Starting in 2011, the charity invited media decision-makers to sit down with trans people. Typically three trans people, four senior journalists and a facilitator from On Road Media would meet for a coffee or lunch somewhere nice, with the aim of familiarising and humanising the trans experience. The approach was remarkably effective in countering the casual cruelty of much coverage at the time—it’s much harder to use people as headline fodder after you’ve broken bread with them.
But I wonder to what extent the demands of transactivists now so familiar to us all were made at those coffees and lunches. Was it ever made clear that the central one wasn’t really an end to salacious and mean-spirited coverage, but that men should be allowed into any female-only space if they said they were women, and vice versa? In other words, did the media participants understand that they were being asked to align their coverage with a quasi-religious belief system?
And more urgently, how now to push back and seek to reinstate the importance of accuracy regarding sex in reporting on stories where sex matters? I doubt sitting journalists down with detransitioners, or women who’ve self-excluded from rape-crisis centres that admit men, or female athletes who’ve lost out to transwomen, would do much to change things. If you haven’t yet noticed that men are stronger and faster than women, or that women are the ones who get raped and men are the ones who do the raping, or that children need safeguarding, I doubt you ever will.
No, it’s not lack of familiarity with the victims of transactivism that afflicts journalism today. I think the big problem is that the “ask” of campaigner for sex-based rights is completely different. Those All About Trans sessions created a narrative about a tiny number of marginalised people that followed two familiar scripts: that of contemptuous coverage of an oppressed minority; and that of the victim of tabloids’ thirst for a sensationalist story.
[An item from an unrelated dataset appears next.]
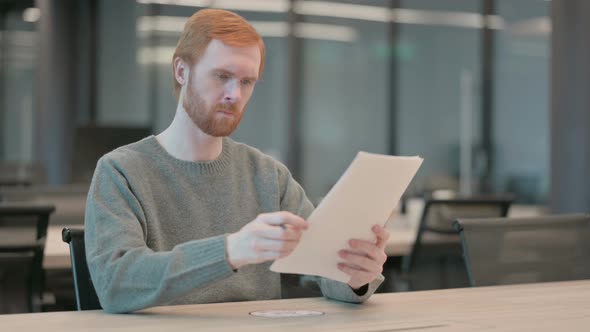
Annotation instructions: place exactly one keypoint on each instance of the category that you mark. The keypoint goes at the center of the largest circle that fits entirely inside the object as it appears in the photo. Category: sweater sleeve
(295, 201)
(127, 274)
These are things you can fix without anybody losing anything. But what I and other sex-realist campaigners want requires journalists to make a choice. They can give transactivists what they want by suppressing any story that touches on the harms done by self-ID, and replacing sex by gender identity right across their reporting. Or they can cover those stories properly, and inform their readers about people’s sex when sex is relevant, for example in stories about crime, sport and paediatric transition. They can’t do both.
And people who decided a decade ago that being kind to trans people cost nothing don’t want to have to choose. They want to “be kind” to everyone—and if you’re the person who says that’s not possible, why, then you’re a bitch. We see this in the framing of “trans widows” as harridans standing in the way of their husbands’, sorry wives’, self-actualisation. We see it in the way detransitioners are dismissed as fools who made the wrong choice for themselves and now want to stop “genuine trans people” from transitioning, and the way rape survivors who argue for single-sex spaces in which to recover are described as hateful bigots.
These are scarcely believable failures of empathy, and they’re all around us every day. And that’s because trans widows, detransitioners and rape survivors are saying the most unwelcome thing possible to virtue-signallers in the media and everywhere else: sometimes doing the right thing means saying no to people you would prefer not to upset; and sometimes, you can’t look good and feel good about yourself while pleasing everyone. That message will be a hard sell, but at least now I know what needs to be said.